A Valpo Life in the Spotlight: Jeni Elkins

A Valpo Life in the Spotlight: Jeni Elkins
By: Sam Malkowski Last Updated: November 16, 2016

“When you cannot change the world, make your corner smile.”

Those are the words Jeni Elkins lives by. She has balanced motherhood, a career in the technology industry, and her responsibility to her community all while dodging the rocks life has thrown at her.

Jeni’s mother and grandparents raised her to have an open heart. They were always helping somebody. “It’s just something we do,” she explained. Jeni grew into a person who is always looking for ways to improve the lives around her.

One of the most important ways she has done that is through adoption. As a child, she read a book called “The Family No One Wanted,” about a Methodist couple that adopted a dozen children from multiple ethnic backgrounds, at a time when it just was not allowed. The anecdotes about love, family, and overcoming obstacles inspired Jeni to bring lost children into her family, even if she could conceive on her own.

Now Jeni is writing her own book, “Chosen Family,” to share her unique adoption story with other families.
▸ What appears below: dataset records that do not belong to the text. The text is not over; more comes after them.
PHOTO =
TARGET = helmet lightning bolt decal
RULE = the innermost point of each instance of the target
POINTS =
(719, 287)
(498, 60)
Jeni and her husband met their children in 2007. It was supposed to be the first meeting of many before an adoption could take place, but the agency encountered an issue with the children’s situation. They needed to make a decision right away.

The Elkins scurried to find a hotel. Other applicants were vying for the same group of kids, but Jeni and her husband wanted to be nearby in case they were chosen.

They were chosen. For a few months, everything was a dream. The Elkins’ first trip together was to the Wonderlab in Bloomington, where they bonded over STEM projects and creativity. Their family had grown by two daughters and a son.

Tragedy befell them when, over the next two years, Jeni lost fourteen people who were very close to her. One of them was her husband, who passed just months after the adoption of their children. The stress gave her an ulcer in her leg, a serious medical condition that confined her to a wheelchair.

Jeni was a single mother of three teenagers, so she could not give up.

From her wheelchair she started a business called Discoveries Unlimited, to honor her late husband. It was a STEM program that paired interested middle school girls with mentors from the community. As a veteran Webmaster in charge of a 50 person team, she was familiar with the lack of female influence in the industry. Girls are not encouraged to be scientists and engineers. Statistics for STEM careers reflect that.

“Like many of us in the field, we were worried who the next workers are going to be. We’re not going to have technicians if people don’t want to be technicians.”

Her program, though closed now for a lack of resources, showed young girls what it would be like to pursue different fields.

“We’re not going to have a future without them,” Jeni explained. “You have got to be able to show them what they are capable of and what they can accomplish.”

Jeni is often asked to speak at conventions and luncheons about the different things she has faced in life. She talks to her peers about being a woman in a Business industry, about raising three kids on her own, and about living through sexual abuse. Her blog, Torn in Half, is a resource for women who have lost their spouses.

“I’m trying to use my experience to help others. That’s what it’s all about, making my life count for something. When life throws you a lot of lemons, you learn to make margaritas.”